At the very worst, if there is no discounting the rate of inflation could not be expected to exceed that forecast in the Budget; that is, for June 1986 or June 1985 I think the figure was 8 per cent which, I might add, is very much below the 11 1/2 per cent inflation rate which prevailed when this Government came into office and lower than the inflation rate in all but one of the seven years in which the previous Government was in office. For all but one of the seven years and three months that the discredited former Government was in office Australia's inflation rate was higher than the worst likely outcome for this Budget. These things should be seen in proportion. At the worst, the record that this Government is likely to establish in this financial year will be better than the record of the Fraser Government in six of the seven years that it was in office.

I do not think that the hypothesis which Senator Rae put up is the only option. If the Arbitration Commission makes a decision not to discount, obviously that is something which the Government will have to review. One thing that I do not believe this Government will do is fall into the futile trap that the previous Government fell into and adopt a sterile policy of doing nothing but screwing down economic growth in order to attempt to contain inflation. In the end, of course, it is a matter of record that the discredited former Government failed miserably to achieve either of those objectives. It screwed down economic growth in an attempt to control inflation. It ended up killing economic growth all right but it did not control inflation. This Government has both accelerated the rate of economic growth and reduced the rate of inflation.

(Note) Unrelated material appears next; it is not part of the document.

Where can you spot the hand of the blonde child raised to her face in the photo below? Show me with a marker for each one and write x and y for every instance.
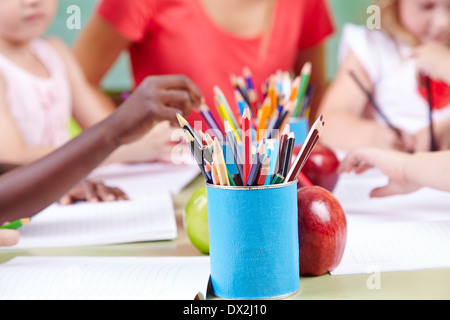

Senator PETER RAE —I ask a supplementary question of the Minister. I asked: `Was not the only real option a tighter monetary policy leading to higher interest rates and unemployment'? Is it not a fact that at the moment the Government is engaging in tight monetary policy which is forcing up interest rates to the highest level of real interest rates that this country has ever experienced as a nation? Is it not a fact that that is already the precedent set by this Government?

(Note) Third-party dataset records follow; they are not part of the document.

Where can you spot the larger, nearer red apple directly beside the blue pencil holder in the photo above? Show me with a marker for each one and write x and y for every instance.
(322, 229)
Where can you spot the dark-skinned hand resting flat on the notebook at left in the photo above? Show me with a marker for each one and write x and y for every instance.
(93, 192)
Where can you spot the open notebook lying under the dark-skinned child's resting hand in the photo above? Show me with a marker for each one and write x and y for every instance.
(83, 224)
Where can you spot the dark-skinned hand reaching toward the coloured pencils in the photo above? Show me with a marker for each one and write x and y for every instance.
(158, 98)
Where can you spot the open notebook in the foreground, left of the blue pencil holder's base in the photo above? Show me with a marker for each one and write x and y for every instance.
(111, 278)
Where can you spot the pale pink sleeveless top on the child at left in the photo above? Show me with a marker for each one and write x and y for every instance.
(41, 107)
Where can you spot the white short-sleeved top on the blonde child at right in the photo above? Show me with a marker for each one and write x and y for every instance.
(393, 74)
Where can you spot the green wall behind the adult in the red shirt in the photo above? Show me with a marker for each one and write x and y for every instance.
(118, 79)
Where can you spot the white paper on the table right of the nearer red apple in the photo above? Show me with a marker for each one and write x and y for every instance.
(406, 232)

Senator WALSH —I am trying to remember what the interest rate was in the desperate dying days of the Fraser Government. About six months before that discredited Government was swept from office, short term interest rates hit 20 per cent; that is, almost double both the inflation rate and the unemployment rate over which the previous Government presided. It is the Government's view, and it has been stated very firmly, that the interests of the economy and the nation as a whole would be best served if the devaluation induced component of the consumer price index were discounted from the wages increase in the next national wage case. Even if that does not occur it does not necessarily mean, as Senator Rae seems to assume, that there will be, for all time, a higher rate of inflation. Even if the Government's argument is not accepted by the Commission there will be, in time, because of productivity growth, no increase in real labour unit costs. I am afraid that I do not have the precise reference here, but somewhere in Budget Paper No. 1 there is a table which sets out, over the previous 14 years, average real unit labour costs; that is, labour costs adjusted for both inflation and productivity gain. At present that real unit labour unit cost index is below 100-the base was the period 1966-67 to 1972-73-and is lower than it was in the entire period that the previous Government was in office.

The PRESIDENT —I do not wish to detract from the right of honourable senators to ask supplementary questions, but I point out that of seven questions asked so far in this Question Time five have had supplementary questions and answers thereto. This does consume a lot of time. I merely mention the matter and draw it to the attention of honourable senators.